Remembering the dark time (zone?)
Flash-forward to April 2017, when Amazon dropped the Device Address API. This feature allows developers to gather location data for the device they're interacting with, either as a physical address or as a postal code. And therein lies the problem with using it as a vector for gathering timezone. If the lack of a solution was like trying to crack a walnut with your bare hands, the Device Address API was like using a sledgehammer. It gave way too much, and too granular, detail, and along with that came everything else that comes with handling PII - Permission Cards (also clunky), Privacy Policies (otherwise optional), and user avoidance due to perceived overzealous permission escalation.
The Users Make Their Case
So, yeah, it was obviously a highly desired feature.
Twitter weighs in
It's X-mas in August #VoiceFirst crew!!https://t.co/bEb5lF3LxP
— Memo Döring (@memodoring) August 21, 2018
But my birthday was yesterday :)
— Charles LaPress (@chucklapress) August 21, 2018
Alexa developer heads around the world exploding.

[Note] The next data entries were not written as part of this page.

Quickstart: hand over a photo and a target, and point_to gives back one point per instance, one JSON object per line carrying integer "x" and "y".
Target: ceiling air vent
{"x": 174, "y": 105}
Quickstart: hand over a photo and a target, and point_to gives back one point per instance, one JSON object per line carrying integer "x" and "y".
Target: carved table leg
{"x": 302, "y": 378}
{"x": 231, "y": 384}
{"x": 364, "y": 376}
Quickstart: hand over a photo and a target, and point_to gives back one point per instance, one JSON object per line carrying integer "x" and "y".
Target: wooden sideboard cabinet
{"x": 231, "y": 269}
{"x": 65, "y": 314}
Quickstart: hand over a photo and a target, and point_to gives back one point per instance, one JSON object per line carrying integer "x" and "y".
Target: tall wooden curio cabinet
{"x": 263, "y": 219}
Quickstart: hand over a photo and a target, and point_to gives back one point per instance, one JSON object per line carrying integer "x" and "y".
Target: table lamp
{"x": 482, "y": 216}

Timezone API finally released.
— Bob Stolzberg (@BobStolzberg) August 21, 2018
But what IS the feature, even?
So, on further review, what have we actually been given? Timezone is what people were clamoring for, but that was only one piece of what we actually got - default unit of temperature and distance are also options you can request. There hasn't been nearly as much feedback about the need for those properties, but it made sense to tack them on while tackling the timezone problem... maybe.
You see, the way the feature was built is actually a little bit different than what was requested, and what we all expected would happen. The sort of de facto shared notion of what this would eventually look like was that it would be a field that would come in on every request, much in the way the Locale field does today. Given that they are both vaguely geographic data, and that they are reasonably ubiquitous (presumably all devices have a timezone, default or otherwise), it would've been a natural progression of the Alexa request object.
Instead, what we have is a new endpoint on the Alexa API, which can be accessed via a GET call with the user's apiAccessToken (which comes in on every request). The request URL includes the deviceId in question, and the response is a plaintext string describing the value of the property requested. It's an extremely simple endpoint, and should be trivial to integrate against.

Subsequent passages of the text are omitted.